Last week I joined a hearty group of volunteers for the Point In Time Count. At least 4 of us from First Congo joined dozens of others as we did our best to survey the Fox Cities, on foot when possible, seeking out those who might be sheltering in their cars, in parking ramps, or in local parks. On a cold night in January, 12 individuals were discovered on the streets. Combined with those already in area shelters, the total count for the evening of those known to be homeless was around 350.

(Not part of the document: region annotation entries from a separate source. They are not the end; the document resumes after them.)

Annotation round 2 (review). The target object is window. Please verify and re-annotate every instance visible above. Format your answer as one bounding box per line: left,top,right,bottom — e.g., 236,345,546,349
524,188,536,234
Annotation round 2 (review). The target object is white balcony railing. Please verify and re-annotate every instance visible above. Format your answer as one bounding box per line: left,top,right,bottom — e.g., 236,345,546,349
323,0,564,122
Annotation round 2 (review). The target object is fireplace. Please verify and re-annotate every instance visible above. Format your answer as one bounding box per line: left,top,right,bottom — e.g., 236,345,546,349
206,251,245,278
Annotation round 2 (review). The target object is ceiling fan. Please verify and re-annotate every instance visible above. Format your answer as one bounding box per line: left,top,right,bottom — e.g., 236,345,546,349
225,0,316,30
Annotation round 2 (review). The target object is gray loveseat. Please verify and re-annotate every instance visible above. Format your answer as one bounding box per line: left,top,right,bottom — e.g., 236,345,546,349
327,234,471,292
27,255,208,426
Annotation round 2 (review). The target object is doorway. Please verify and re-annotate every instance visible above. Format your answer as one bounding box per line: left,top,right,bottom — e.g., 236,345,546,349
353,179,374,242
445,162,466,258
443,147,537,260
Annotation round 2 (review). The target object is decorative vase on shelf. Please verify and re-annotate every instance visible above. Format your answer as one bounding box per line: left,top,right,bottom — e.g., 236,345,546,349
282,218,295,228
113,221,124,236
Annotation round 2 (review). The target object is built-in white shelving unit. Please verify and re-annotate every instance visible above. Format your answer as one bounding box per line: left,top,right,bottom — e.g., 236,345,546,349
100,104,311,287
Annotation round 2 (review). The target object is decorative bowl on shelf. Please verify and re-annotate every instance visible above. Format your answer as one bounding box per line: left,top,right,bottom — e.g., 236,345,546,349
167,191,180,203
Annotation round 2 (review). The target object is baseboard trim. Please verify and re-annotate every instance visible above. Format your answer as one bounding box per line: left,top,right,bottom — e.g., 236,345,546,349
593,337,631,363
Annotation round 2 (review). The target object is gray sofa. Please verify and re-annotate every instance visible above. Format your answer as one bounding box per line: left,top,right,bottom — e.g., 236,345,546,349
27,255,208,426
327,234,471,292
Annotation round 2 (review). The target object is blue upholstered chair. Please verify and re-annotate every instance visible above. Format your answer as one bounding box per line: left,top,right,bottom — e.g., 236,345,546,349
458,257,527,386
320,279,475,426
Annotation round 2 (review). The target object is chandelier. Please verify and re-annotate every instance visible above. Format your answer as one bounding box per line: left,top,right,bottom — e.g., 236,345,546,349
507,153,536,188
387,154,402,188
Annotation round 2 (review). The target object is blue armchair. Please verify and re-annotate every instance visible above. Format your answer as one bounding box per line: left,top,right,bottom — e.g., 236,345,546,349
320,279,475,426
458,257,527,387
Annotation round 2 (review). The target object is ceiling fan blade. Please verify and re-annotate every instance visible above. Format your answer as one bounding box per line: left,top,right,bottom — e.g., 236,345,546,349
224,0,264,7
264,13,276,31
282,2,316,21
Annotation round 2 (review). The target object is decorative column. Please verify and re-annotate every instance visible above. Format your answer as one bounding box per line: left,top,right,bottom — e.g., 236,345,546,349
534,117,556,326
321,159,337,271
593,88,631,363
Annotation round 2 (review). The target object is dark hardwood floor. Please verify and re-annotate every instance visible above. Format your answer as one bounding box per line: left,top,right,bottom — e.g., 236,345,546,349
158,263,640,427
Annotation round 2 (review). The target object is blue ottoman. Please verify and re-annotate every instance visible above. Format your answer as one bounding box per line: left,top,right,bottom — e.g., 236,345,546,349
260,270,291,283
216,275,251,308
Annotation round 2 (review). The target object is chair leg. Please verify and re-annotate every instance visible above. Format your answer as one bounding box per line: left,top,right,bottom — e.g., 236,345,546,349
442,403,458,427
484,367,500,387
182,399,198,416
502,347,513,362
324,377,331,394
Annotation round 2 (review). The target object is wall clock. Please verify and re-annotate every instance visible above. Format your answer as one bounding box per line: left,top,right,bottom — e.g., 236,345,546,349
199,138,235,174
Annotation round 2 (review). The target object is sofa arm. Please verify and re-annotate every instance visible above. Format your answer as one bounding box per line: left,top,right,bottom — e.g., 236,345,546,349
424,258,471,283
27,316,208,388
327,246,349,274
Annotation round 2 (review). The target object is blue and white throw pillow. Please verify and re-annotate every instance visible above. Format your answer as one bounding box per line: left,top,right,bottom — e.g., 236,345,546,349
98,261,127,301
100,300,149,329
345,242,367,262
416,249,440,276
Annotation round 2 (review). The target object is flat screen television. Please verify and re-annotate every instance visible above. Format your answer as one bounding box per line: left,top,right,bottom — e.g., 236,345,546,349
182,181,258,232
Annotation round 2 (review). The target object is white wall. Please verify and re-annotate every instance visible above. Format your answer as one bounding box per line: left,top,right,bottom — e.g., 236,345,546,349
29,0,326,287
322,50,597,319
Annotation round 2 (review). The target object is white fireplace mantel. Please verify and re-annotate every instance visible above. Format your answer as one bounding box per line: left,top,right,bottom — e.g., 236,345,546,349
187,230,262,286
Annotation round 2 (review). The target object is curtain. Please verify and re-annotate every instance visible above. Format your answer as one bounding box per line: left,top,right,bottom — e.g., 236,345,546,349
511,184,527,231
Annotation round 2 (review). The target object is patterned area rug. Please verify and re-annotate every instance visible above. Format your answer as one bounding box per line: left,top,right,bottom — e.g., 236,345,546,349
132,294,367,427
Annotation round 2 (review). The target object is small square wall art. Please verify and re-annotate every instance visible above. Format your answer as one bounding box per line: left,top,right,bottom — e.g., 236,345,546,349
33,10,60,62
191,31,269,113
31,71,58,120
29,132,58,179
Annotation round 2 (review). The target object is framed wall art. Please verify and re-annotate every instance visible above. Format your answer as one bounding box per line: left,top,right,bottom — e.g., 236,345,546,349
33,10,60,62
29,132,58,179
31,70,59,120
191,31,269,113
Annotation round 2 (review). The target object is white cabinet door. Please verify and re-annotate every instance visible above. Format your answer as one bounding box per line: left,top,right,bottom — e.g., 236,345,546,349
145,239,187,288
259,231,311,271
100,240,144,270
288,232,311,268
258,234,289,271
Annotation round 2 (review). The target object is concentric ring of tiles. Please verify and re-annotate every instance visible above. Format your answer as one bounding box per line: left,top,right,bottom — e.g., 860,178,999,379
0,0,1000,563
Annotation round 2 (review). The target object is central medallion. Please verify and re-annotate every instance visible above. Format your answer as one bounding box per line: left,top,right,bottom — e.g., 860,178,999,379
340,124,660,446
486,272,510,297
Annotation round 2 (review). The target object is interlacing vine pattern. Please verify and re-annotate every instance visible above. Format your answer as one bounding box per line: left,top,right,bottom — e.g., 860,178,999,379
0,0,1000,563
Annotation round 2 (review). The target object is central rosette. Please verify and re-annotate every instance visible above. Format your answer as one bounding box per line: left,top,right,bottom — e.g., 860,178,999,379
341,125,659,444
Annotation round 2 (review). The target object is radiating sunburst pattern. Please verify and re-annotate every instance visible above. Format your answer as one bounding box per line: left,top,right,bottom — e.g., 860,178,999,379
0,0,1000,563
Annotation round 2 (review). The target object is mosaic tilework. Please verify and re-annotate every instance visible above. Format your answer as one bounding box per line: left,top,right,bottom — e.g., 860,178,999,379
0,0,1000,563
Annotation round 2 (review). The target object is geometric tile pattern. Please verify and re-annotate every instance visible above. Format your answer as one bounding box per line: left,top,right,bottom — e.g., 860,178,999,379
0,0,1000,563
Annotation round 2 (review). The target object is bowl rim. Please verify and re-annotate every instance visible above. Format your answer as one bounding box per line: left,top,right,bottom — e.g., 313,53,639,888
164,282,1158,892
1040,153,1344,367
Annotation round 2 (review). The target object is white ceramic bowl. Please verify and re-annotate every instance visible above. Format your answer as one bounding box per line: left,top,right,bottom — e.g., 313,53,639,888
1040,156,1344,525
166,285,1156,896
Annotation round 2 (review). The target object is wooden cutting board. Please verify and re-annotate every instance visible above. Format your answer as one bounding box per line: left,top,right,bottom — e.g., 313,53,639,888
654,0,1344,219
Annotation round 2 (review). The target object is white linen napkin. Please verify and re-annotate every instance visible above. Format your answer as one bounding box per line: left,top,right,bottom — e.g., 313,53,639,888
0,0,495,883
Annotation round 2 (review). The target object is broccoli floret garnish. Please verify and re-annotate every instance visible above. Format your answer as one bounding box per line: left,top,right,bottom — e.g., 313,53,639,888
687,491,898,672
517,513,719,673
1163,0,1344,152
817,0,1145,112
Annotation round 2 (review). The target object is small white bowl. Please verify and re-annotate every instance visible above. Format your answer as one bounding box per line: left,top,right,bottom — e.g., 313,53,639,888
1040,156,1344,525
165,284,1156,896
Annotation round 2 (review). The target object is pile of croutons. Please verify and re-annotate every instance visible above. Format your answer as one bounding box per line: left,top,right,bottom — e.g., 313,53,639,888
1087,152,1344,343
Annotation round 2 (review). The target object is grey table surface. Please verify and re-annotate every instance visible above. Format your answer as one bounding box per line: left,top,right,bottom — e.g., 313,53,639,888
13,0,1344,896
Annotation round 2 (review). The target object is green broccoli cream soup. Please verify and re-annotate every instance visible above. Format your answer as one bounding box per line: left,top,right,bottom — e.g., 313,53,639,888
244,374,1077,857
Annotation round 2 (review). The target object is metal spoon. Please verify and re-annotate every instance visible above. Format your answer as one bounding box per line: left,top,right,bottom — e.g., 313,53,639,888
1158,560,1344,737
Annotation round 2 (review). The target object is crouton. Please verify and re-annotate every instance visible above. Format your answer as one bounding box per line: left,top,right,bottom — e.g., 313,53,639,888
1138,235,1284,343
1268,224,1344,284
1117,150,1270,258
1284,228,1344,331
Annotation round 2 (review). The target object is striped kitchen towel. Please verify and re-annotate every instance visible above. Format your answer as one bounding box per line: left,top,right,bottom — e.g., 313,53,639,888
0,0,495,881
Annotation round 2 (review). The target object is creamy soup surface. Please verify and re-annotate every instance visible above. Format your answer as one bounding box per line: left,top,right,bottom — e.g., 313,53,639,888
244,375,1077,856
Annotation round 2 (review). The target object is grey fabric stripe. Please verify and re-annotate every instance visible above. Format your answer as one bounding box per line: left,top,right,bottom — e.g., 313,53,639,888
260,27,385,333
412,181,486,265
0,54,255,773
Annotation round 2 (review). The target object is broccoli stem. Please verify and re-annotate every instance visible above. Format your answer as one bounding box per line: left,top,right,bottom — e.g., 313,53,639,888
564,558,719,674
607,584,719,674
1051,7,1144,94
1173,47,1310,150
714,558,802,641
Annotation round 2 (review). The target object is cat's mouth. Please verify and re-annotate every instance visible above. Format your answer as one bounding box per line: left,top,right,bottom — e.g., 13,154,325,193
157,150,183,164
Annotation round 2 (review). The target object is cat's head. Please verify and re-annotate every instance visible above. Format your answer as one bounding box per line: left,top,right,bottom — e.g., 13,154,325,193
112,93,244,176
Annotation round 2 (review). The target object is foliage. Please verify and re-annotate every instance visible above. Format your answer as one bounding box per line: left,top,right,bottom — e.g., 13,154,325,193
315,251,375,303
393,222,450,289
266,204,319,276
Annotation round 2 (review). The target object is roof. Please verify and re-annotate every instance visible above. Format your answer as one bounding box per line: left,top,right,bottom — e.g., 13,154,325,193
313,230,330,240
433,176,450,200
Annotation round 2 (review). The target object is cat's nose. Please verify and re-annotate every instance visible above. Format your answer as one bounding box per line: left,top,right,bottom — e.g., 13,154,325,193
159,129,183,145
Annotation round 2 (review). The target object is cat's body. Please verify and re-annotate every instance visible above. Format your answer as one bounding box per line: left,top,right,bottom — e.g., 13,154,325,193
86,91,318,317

My group encountered only one individual, but the experience of walking the streets of downtown Appleton between 2:00 AM and 5:00 AM was truly enlightening. Our group leader was a young man who works with homeless veterans. When we encountered an elderly gentleman on College Ave., our group leader gently encouraged him to accept the offer of a warm meal back at the Salvation Army office. We gave him a pair of gloves and a blanket while we waited for his transportation to arrive. As we moved on, our leader shared that this was one of the veterans he had helped over the past several years, to the point that the man had transitioned to a stable housing environment about a year ago. But circumstances changed, and that stability didn’t last.
What impressed me most was the compassionate care offered without question or judgment by the younger man, and later the conversations I saw unfold with staff from other agencies at the end of our shift. It was clear these staff members from Homeless Connections, Fox Valley Warming Shelter, COTS, Salvation Army, Housing Partnership, etc. really know and care about the individuals they serve. I was reminded in a new way that thinking about those who are homeless as one community, and those who provide resources as one community, is wrong thinking. We are all one community. We have so much to learn from each other.
This week, I had the privilege of serving alongside several First Congo volunteers at the Fox Valley Warming Shelter. The 30+ individuals who came through the line included a few I had seen a week ago. I’m so thankful for those of you who give so much of your time to our community, and the ways you inspire me to think differently and more compassionately and inclusively about this life we all share.